The best practice for the organization of follow-up care in oncology is under debate, due to growing numbers of cancer survivors. Understanding survivors' preferences for follow-up care is elementary for designing patient-centred care. Based on data from prostate cancer and melanoma survivors, this study aims to identify: 1) preferences for follow-up care providers, for instance the medical specialist, the oncology nurse or the general practitioner; 2) characteristics associated with these preferences and 3) the preferred care provider to discuss cancer-related problems.
Material and methods:
Survivors diagnosed with prostate cancer (N = 535) and melanoma (N = 232) between 2007 and 2013 as registered in The Netherlands Cancer Registry returned a questionnaire (response rate was 71% and 69%, respectively). A latent class cluster model analysis was used to define preferences and a multinomial logistic regression analysis was used to identify survivor-related characteristics associated with these preferences.

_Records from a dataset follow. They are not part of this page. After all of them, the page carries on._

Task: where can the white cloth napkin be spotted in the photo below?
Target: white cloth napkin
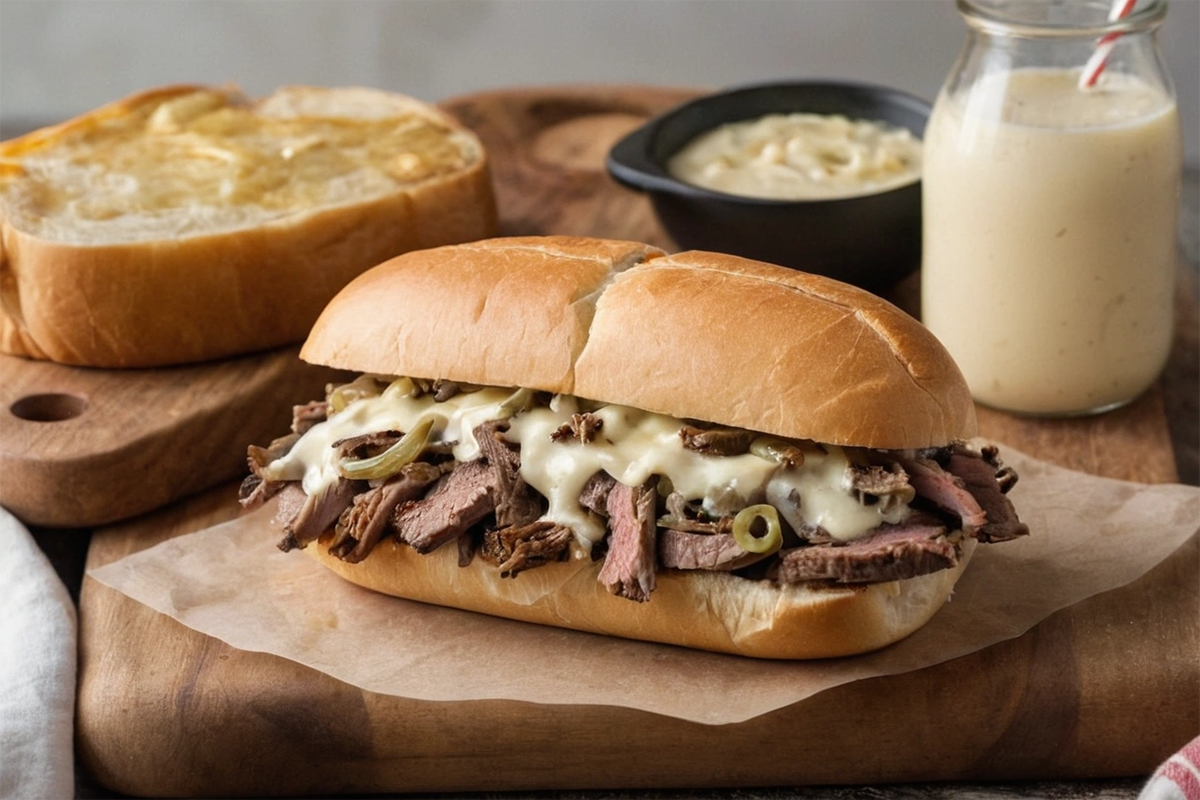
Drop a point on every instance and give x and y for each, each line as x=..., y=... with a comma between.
x=1177, y=777
x=37, y=672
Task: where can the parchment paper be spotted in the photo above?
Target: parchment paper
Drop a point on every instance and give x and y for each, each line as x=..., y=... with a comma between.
x=1089, y=535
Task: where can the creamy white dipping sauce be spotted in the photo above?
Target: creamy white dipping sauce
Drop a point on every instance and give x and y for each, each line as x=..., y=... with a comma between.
x=631, y=446
x=1050, y=238
x=801, y=157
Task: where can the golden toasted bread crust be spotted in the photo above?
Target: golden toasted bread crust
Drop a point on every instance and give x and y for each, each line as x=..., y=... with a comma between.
x=148, y=299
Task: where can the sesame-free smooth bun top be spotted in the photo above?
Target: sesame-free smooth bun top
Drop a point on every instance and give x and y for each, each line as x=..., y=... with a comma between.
x=695, y=335
x=504, y=312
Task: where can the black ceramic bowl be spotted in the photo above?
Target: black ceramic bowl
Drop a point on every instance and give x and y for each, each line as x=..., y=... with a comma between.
x=870, y=240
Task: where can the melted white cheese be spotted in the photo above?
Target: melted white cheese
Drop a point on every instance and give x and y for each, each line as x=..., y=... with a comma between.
x=630, y=446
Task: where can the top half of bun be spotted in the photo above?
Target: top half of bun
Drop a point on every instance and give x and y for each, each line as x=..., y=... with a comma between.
x=695, y=335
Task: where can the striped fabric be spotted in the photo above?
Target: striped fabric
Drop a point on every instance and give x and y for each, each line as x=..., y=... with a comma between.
x=1179, y=777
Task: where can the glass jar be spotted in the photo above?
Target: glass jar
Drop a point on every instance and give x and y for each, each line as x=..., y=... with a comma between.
x=1050, y=209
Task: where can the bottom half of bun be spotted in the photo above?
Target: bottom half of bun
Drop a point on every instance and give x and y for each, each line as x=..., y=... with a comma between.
x=701, y=609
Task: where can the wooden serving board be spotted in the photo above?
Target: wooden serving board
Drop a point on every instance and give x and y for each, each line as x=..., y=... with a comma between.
x=82, y=447
x=1107, y=687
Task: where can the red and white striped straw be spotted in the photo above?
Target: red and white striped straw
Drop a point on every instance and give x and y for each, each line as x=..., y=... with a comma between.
x=1095, y=65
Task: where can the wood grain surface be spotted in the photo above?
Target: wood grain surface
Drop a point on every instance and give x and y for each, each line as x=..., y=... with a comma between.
x=1108, y=687
x=81, y=447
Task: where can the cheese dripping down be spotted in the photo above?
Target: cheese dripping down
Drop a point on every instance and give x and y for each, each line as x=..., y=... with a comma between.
x=630, y=446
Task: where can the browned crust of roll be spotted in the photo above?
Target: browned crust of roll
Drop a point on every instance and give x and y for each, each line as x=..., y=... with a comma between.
x=702, y=609
x=503, y=312
x=695, y=335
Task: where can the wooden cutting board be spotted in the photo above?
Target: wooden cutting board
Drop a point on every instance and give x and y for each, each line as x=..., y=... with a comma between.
x=1107, y=687
x=81, y=447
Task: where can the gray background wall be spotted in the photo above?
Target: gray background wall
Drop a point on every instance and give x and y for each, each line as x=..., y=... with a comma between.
x=63, y=56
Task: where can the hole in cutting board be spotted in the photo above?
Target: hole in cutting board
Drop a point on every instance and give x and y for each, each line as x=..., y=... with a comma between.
x=48, y=408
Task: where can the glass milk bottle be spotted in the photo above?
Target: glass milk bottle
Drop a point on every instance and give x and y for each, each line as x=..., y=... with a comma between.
x=1050, y=205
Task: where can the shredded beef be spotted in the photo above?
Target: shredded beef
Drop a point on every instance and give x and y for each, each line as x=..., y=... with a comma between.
x=515, y=501
x=364, y=523
x=441, y=389
x=256, y=489
x=466, y=549
x=318, y=513
x=628, y=567
x=456, y=501
x=681, y=516
x=594, y=495
x=523, y=547
x=983, y=481
x=583, y=427
x=875, y=483
x=717, y=441
x=307, y=415
x=889, y=553
x=945, y=491
x=685, y=551
x=366, y=444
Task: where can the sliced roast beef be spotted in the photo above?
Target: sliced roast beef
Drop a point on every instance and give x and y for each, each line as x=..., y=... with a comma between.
x=629, y=565
x=515, y=503
x=684, y=551
x=364, y=523
x=441, y=389
x=983, y=481
x=456, y=501
x=945, y=491
x=523, y=547
x=717, y=441
x=594, y=495
x=366, y=444
x=583, y=427
x=256, y=489
x=318, y=513
x=682, y=516
x=466, y=549
x=889, y=553
x=292, y=499
x=307, y=415
x=876, y=483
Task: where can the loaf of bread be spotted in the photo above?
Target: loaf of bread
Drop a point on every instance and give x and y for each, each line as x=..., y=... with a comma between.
x=190, y=223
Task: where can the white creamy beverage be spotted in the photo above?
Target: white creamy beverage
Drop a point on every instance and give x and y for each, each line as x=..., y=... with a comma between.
x=1050, y=238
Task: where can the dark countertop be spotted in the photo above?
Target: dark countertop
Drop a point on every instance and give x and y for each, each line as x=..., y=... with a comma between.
x=67, y=551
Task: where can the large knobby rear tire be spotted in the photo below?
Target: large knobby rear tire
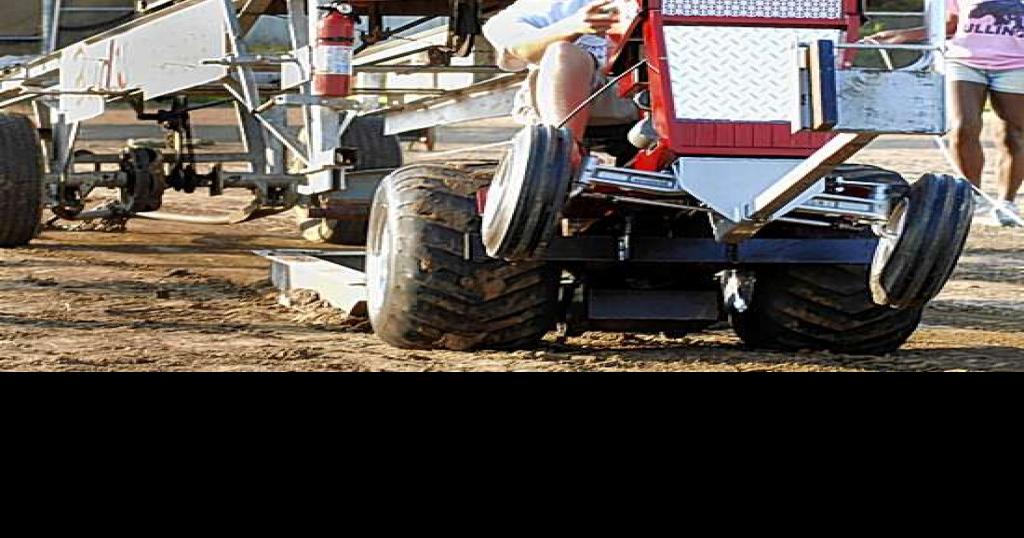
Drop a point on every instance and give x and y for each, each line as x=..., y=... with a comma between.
x=423, y=293
x=374, y=152
x=20, y=180
x=821, y=307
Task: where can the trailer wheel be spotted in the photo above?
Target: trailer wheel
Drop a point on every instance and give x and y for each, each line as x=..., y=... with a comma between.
x=425, y=292
x=921, y=245
x=821, y=307
x=20, y=180
x=375, y=151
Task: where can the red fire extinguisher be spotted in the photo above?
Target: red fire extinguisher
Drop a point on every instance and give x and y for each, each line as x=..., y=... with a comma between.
x=333, y=53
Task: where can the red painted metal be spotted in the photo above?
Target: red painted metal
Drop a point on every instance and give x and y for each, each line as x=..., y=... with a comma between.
x=717, y=138
x=336, y=37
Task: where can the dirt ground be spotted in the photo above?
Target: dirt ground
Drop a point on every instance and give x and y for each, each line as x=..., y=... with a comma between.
x=183, y=297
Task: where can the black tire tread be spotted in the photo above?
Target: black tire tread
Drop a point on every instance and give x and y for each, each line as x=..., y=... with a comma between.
x=822, y=307
x=20, y=180
x=444, y=300
x=940, y=212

Of all survivors, 29% reported no preference, 40% reported a preference for the medical specialist, 20% reported a preference for both the medical specialist and the general practitioner and 11% reported a preference for both the medical specialist and the oncology nurse. Survivors who were older, lower/intermediate educated and women were more likely to have a preference for the medical specialist. Lower educated survivors were less likely to have a preference for both the medical specialist and the general practitioner. Overall, survivors prefer to discuss diet, physical fitness and fatigue with the general practitioner, and hereditary and recurrence with the medical specialist. Only a small minority favored to discuss cancer-related problems with the oncology nurse.
Survivors reported different preferences for follow-up care providers based on age, education level, gender and satisfaction with the general practitioner, showing a need for tailored follow-up care in oncology. The results indicate an urgency to educate patients about transitions in follow-up care.